Australia abandons appropriation of book profits of former Guantanamo detainee News
Australia abandons appropriation of book profits of former Guantanamo detainee
Photo source or description

[JURIST] The Australian government has discontinued proceedings against former Guantanamo Bay [JURIST backgrounder] detainee David Hicks [JURIST news archive] over the profits from his memoir. Australia’s Commonwealth Director of Public Prosecutions (CDPP) [official website; press release] decided to halt the proceedings against Hicks, 36, commenced in July 2011 that were aimed at appropriating all profits from the autobiography. The book, Guantanamo, My Journey [publisher materials], chronicles Hicks’s time at Guantanamo and the subsequent seven-month sentence he served in an Australian prison under a control order imposed by the country conditional to his release from US custody. The CDPP had sought to have the book profits, Aus$10,000 (USD $10,200) from the sale of 30,000 books, declared criminal proceeds seizable by the state [AFP report] under the Proceeds of Crime Act 2002, but was forced to abandon the action:

The evidence available to my Office was sufficient to commence those proceedings on the basis that Mr Hicks stood to benefit financially from the commercial exploitation of his notoriety resulting from the commission of a foreign indictable offense. … Following commencement of the proceedings, Mr Hicks challenged the admissibility of the documents [recording his admissions to the US Military Commission], based upon the conditions and circumstances in which he made the relevant admissions. The challenge also relied upon the fact that Mr Hicks entered what is known in the [US] as an “Alford plea”. This is a type of plea not recognised in Australia, whereby a defendant is able to acknowledge that the available evidence is sufficient to prove the case beyond reasonable doubt, without admitting commission of the offences charged.
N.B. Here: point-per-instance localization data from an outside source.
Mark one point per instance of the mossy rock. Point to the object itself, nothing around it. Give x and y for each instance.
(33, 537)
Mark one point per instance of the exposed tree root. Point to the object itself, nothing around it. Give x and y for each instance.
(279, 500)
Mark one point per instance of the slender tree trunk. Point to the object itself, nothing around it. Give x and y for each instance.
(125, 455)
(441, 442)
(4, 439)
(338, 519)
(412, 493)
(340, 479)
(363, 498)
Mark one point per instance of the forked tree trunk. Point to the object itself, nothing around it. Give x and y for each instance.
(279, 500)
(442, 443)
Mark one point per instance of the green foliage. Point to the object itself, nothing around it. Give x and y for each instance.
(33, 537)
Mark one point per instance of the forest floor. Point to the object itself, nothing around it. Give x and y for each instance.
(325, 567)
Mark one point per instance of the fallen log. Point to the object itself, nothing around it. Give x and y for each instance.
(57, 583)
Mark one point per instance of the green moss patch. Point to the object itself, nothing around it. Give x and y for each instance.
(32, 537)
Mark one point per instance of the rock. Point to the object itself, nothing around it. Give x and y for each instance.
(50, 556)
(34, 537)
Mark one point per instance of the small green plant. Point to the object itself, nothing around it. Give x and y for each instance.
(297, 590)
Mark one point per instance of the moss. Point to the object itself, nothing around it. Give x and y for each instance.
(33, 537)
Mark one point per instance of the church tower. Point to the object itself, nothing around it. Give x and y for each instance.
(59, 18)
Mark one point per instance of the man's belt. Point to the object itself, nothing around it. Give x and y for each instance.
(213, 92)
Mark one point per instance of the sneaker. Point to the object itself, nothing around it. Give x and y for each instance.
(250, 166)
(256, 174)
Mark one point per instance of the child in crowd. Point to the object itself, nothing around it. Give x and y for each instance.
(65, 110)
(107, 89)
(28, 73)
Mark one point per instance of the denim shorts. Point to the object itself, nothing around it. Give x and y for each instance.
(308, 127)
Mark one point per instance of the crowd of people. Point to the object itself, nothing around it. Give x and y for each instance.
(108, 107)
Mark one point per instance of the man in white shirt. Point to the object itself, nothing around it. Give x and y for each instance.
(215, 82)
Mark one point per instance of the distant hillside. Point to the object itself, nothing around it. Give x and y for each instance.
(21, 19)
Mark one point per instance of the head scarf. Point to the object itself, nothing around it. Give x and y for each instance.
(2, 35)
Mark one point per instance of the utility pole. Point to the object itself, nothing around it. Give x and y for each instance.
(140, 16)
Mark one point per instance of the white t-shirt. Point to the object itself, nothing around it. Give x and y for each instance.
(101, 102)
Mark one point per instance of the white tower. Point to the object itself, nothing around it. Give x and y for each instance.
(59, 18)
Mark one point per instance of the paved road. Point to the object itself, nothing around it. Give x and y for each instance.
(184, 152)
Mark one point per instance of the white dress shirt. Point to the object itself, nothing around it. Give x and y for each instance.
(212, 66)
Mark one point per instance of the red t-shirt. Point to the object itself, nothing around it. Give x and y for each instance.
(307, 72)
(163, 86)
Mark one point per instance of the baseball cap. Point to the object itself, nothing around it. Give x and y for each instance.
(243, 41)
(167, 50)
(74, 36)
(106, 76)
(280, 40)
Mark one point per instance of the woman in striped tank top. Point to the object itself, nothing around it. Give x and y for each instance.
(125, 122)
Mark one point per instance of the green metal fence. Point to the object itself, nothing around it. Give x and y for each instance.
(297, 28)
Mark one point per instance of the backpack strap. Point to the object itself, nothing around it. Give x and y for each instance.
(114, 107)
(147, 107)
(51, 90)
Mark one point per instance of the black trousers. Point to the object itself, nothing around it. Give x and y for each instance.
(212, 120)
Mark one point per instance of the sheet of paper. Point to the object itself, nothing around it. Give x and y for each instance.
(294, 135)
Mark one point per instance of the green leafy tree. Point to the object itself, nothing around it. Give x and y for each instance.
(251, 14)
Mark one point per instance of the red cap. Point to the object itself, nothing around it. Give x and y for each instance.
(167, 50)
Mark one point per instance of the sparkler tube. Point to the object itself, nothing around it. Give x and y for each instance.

In challenging the admissibility of the evidence Hicks served on the CDPP evidentiary material that had not been previously available [BBC report] to that office. Hicks’ lawyers have argued that the Act does not apply to him because his conviction at Guantanamo is invalid.

In August 2011 the New South Wales Supreme Court [official website] froze all assets [Sydney Morning Herald report] arising out of the sale of Hicks’s book. That same month Hicks filed an appeal [JURIST report] with the UN Human Rights Committee [official website] complaining of multiple violations of international law stemming from his five-year incarceration at Guantanamo from 2002 to 2007. In his petition Hicks asked the Australian government to “request the US authorities to formally overturn” his 2007 conviction on charges of aiding terrorism before a US military court and nullify the plea deal [JURIST reports] from which the conviction arose. Australian authorities removed the final restrictions against Hicks [JURIST report] in December 2008. Following his guilty plea Hicks was transferred to Australia in May 2007 to serve the remainder of his nine-month prison sentence at a maximum security prison near his hometown of Adelaide, South Australia, and was released [JURIST reports] in December 2007. The control order was relaxed [JURIST report] in February 2008, permitting Hicks to live anywhere in the country, and requiring him to check in with police only twice a week.